The classification or labelling [of buildings to be preserved], without regard to the social class protected, could be a brake on modernity… It also limits brave new forms in architecture. It promotes the process of gentrification, chasing the least well-off classes from the city centres when real estate prices rise with the growth of tourism.

It seems to me that this amounts to something like the following: I cannot, and will never be able to, afford to live in the best part of Paris, therefore I would prefer that no one should live in the best part of Paris, at least as it currently exists; I would prefer it to be the kind of place that I could afford to live in, that is to say much uglier and less desirable. For this to happen, it must be ruined by, for example, the kind of buildings erected in la cité de l’Etoile – a single one of which, incidentally, would be more than enough to destroy the appearance of whole quarters of Paris.

Loss & gain, or the fate of the book

The New Criterion has begun a series of articles on “the challenges posed by the digital revolution to the world of culture”, and the first piece in the series is by our man TD (h/t neunder). Ever the bibliophile, he writes about the future of the book, by which he means those sheets of paper that are bound together. He writes a bit about his own library, which Clint and I have had the pleasure of seeing in France, although he probably has one in Britain too. He and his wife refer to it as his dacha, which is clever because it’s only about 100 feet from their real home.
There is much to highlight in this piece, but I will quote this long passage about his library:
…I derive a certain comfort from looking over, and being surrounded by, my laden shelves.
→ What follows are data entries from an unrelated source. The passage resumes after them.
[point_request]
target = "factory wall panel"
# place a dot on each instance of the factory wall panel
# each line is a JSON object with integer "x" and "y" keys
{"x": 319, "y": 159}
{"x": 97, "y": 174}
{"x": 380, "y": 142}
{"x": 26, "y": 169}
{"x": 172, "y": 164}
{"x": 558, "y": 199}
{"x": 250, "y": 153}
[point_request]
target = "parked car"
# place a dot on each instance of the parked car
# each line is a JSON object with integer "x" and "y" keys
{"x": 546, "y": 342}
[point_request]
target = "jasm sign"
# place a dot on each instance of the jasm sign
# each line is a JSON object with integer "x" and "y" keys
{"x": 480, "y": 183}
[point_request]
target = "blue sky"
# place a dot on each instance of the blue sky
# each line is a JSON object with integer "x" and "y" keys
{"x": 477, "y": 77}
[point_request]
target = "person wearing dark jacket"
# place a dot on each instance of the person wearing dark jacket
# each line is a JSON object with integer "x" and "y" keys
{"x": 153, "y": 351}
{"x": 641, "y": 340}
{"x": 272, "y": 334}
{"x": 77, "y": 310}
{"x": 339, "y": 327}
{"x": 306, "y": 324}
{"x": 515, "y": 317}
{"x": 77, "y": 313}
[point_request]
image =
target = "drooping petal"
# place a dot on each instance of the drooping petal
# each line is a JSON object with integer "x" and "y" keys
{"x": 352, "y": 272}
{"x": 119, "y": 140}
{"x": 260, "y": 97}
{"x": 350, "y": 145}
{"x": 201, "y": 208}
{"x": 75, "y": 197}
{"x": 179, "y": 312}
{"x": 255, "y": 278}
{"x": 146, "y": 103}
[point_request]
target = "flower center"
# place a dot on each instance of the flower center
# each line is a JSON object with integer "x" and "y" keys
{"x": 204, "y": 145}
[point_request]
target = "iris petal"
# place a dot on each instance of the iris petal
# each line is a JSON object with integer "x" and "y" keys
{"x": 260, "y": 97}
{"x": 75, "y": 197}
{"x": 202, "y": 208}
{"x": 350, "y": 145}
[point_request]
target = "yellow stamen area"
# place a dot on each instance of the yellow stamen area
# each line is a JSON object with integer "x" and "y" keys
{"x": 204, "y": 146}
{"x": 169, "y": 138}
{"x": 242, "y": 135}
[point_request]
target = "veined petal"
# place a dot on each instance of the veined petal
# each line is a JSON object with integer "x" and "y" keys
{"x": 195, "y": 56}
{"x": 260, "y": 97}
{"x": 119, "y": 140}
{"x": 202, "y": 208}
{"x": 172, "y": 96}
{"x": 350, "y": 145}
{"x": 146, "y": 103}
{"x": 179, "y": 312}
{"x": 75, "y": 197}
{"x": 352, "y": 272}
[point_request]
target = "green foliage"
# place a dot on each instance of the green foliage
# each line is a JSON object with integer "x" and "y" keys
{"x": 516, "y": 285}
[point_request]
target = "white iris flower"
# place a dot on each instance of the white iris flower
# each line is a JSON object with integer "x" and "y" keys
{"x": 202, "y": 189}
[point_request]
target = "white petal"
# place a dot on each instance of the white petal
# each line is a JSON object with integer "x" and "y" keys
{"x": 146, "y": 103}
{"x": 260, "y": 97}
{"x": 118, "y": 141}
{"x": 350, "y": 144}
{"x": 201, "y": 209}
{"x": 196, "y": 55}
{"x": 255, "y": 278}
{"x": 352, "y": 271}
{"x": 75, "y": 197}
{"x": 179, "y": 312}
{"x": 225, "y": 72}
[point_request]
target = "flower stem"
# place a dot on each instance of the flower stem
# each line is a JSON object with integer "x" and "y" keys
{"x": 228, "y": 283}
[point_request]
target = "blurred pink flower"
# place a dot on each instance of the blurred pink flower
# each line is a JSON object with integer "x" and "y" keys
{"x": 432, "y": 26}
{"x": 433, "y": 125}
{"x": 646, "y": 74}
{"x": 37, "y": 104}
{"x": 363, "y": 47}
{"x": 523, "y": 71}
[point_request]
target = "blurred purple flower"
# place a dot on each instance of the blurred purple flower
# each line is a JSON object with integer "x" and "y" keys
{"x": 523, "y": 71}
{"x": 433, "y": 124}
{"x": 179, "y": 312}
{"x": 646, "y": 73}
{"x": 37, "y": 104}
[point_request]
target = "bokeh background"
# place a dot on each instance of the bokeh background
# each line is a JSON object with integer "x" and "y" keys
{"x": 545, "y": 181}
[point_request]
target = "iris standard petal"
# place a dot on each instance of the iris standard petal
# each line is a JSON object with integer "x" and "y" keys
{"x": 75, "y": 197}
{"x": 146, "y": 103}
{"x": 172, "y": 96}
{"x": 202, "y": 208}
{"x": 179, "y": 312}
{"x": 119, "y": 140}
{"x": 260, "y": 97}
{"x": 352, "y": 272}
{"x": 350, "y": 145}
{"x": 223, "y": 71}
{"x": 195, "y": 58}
They are my refuge from a world that I have found difficult to negotiate; if it had not been for the necessity of earning my living in a more practical way, I could easily, and perhaps happily, have turned into a complete bookworm, or one of those creatures like the silverfish and the small, fragile, scaly moths that spend their entire lives among obscure and seldom disturbed volumes. I would have not read to live, but lived to read.
The shelves are an elaborate hieroglyph of my life that only I can read, and that will be destroyed after my death. Never having been a scholar of anything in particular, my life has been a succession of obsessions; as some murderers return to their crimes and become serial killers, I am a man of serial monomanias, each lasting a few months at most, and my books reflect this. A friend of mine, looking over them, said that anyone trying to discern from my books who I was or what I did would fail; for what has the history of Haiti to do with poisoning by arsenic, or the history of thought in nineteenth-century Russia with that of premature burial, plague, cholera, and the anti-vaccination agitation? Surprising numbers of books on all these matters are to be found on my shelves; and if I needed any reassurance of my own individuality, as the increasing number of people having themselves tattooed or pierced seemingly do, these shelves would supply it.